Alien Minds: What is Possible and What Can We Do with Them?
This was a really cool panel, but possibly an example of why you want your panelists to have slightly differing views instead of opposing ones. The panelists even rejected the central conceit of the panel's description (that our brain, as an evolved organ, evolved to be able to deceive and detect deception in groups of primates.
There was a surprising amount of philosophy in a panel about alien brains. We spent a huge amount of time trying to define consciousness and coming to the conclusion that we can detect it more easily than we can define it.
However once we got to the "Would be be able to talk to them?" the panel kind of went to war. One panelist made a series of assumptions about collectivism and mathematics that presumed the fundamentals of communications with what would probably be technological beings. The other panelists had a real problem with these underlying assumptions. They pointed out that communication is difficult with other HUMANS and that we might only really be able to realize that their method of communication (involving something like releasing pheromones or waving their phygellus) was perhaps not an involuntary act, to say nothing of how they communicated.
I think there's something to the idea that the lone panelist was a white guy. Like I didn't get the feeling he was a racist or sexist or anything but just that white dudes tend to find communication direct and easier and it is other folks who learn all kinds of code-switching, subtleties, nuances, and double meanings.
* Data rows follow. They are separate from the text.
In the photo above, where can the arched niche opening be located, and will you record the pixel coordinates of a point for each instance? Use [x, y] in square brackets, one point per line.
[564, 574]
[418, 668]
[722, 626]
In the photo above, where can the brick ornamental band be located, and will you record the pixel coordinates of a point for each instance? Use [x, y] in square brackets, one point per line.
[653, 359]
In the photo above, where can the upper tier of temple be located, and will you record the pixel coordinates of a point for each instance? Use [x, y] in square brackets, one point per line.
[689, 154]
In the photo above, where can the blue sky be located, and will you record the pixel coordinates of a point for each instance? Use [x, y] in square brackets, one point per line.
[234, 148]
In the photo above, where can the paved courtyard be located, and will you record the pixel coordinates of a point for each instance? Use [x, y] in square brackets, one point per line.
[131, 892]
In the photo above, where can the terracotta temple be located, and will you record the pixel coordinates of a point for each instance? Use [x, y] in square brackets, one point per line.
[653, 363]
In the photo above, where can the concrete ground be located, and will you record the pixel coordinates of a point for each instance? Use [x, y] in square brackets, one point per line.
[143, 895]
Two of the panelists really disagreed on basically every issue and though they were still joking when our time was up, the jokes had taken on an edge and were starting to feel uncomfortable. I think if it had been a 90 minute panel, we'd have had to watch them fight.
Stop Killing Us
This 10/10 panel was probably the highlight of my day. It was all about how there are identifiable patterns of marginalized groups whose sole representation in modern media frequently get killed.
I've written about fridging before (even its plasticity as a term that goes beyond just women), and how across media it time and again creates a "triage of human worth" but there were more dynamics drawn into this panel that are worth further exploration, so clearly I may need to cook up another article.
In particular one charming and outspoken member of the panel brought in a lot about disability intersections and pointed out how insidious and ubiquitous the trope of the disabled person who WANTS to die can be and how disabled folks are completely erased rather than AUGMENTED in most utopian fiction.
There's a lot to dig into, and I can only poke at it here, but one thing I had begun to notice at this point was an intense anxiety among the white writers who genuinely cared about getting representation right that they didn't know how to do avoid all the pitfalls between appropriation, representation, and bad representation. So I'm definitely going to be trying to write a bit on that in the coming weeks.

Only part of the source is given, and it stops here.